Misbehaviour became for Paul a way of expressing his frustration and unhappiness but also a vehicle for attention, especially from his mother. A pattern developed of activities designed to annoy her, an explosion of her anger, a deluge of unhappiness followed by tears, repentance, and reconciliation. 

This mode of communication was replicated in Paul’s adult life with his partners. He had come to see me originally because of the troubles in his most recent relationship. He had come to understand that he was behaving in ways that maintained a current of disturbed interaction. There was no peace or consistency with his girl friend. One of the main issues that would surface between them was his jealousy. Convinced on some level that like his mother, who had “replaced” him with his father when they came to Canada, any woman would ultimately betray and abandon him. He was hyper-sensitive to the slightest indication of friendship or regard that his partner had toward another man. By turns sullen, angry, or suspicious, Paul continually provoked his partner in ways that would lead to the familiar round of fighting, estrangement, and tearful reconciliation.
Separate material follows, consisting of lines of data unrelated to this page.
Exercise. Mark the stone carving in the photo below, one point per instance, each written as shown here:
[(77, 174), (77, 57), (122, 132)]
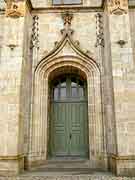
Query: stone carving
[(67, 33), (121, 43), (67, 18), (118, 7), (15, 8), (35, 32), (99, 30)]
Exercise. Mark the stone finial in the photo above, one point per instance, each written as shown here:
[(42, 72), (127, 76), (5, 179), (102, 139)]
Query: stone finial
[(117, 7), (67, 18), (15, 8)]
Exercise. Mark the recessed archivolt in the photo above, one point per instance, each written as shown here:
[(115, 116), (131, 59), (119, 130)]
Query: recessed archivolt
[(85, 65)]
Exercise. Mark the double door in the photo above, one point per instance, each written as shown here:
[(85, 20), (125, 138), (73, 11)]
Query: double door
[(69, 126)]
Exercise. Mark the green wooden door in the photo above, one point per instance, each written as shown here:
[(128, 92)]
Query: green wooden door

There were no simple or quick passages through this thicket of emotional reactions for Paul. An intelligent man, he was able to appreciate the underlying triggers and patterns that were being repeated with his girl friend. This in itself could not rapidly lead to changes, however. Our intellectual understanding and our emotional lives are not entirely coincident. Coming to knowledge at the intellectual level and developing an emotional connection leading to deep changes in behavior have rhythms of their own, not at all co-terminus. We are more deeply attached to our emotional responses and change them more slowly precisely because of their connections to elemental factors like pleasure and pain, fear and safety.
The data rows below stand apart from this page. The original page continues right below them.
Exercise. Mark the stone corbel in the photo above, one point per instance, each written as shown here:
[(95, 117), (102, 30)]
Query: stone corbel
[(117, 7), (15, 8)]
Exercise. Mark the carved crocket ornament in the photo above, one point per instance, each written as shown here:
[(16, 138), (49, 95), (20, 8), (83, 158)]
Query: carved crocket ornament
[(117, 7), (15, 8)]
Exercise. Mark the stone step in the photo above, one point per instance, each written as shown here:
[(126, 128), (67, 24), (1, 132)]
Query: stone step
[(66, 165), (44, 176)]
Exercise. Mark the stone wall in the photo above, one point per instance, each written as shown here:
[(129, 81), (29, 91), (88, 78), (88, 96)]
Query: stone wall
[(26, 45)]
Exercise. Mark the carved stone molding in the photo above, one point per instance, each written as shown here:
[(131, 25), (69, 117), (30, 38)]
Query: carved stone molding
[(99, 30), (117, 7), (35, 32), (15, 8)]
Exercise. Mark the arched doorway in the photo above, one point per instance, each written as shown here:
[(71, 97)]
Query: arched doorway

Wounded emotionally when young, we can grow up around that wound, developing physically, socially, and intellectually, all the while living with the unhealed pain within. It functions somewhat like a break in a bone that wasn’t properly repaired. Other systems may be functioning fairly well, but the slightest pressure on the area of the break will provoke severe pain. Growing up with an inner place of unresolved trouble one finds ways of dealing with it, ways which are particular to the nature of the injury and to the individual’s personality and circumstances. Paul dealt with his pain through anger and provocation. Physiologically and emotionally he found much to confirm him in this outlet. He had the excitement of rebelling and of rousing his mother to rage, exercising a power in the home that his youth would otherwise belie. Suffering the inevitable punishments meted out by her or his father, he could release pent-up emotions with his tears and self-pity. Abasing himself and seeking reconciliation with the loved one, his mother, he could bathe for a brief time in the warmth of her closeness and love.

The adaptations -- mental, physical, and emotional -- that we form during childhood to deal with painful experiences can be successful in the sense that they allow us to maintain a connection to the source and nature of our pain by re-enacting it in some form over and over, while still being able to move forward in other essential areas of development. As we come to maturity, however, these adaptations, by their very origin immature, hamper our quest to fulfill adult roles in a satisfying manner. Recognizing that something is not working and developing insight about the nature and origins of the behaviour that is thwarting one’s desires is but a beginning.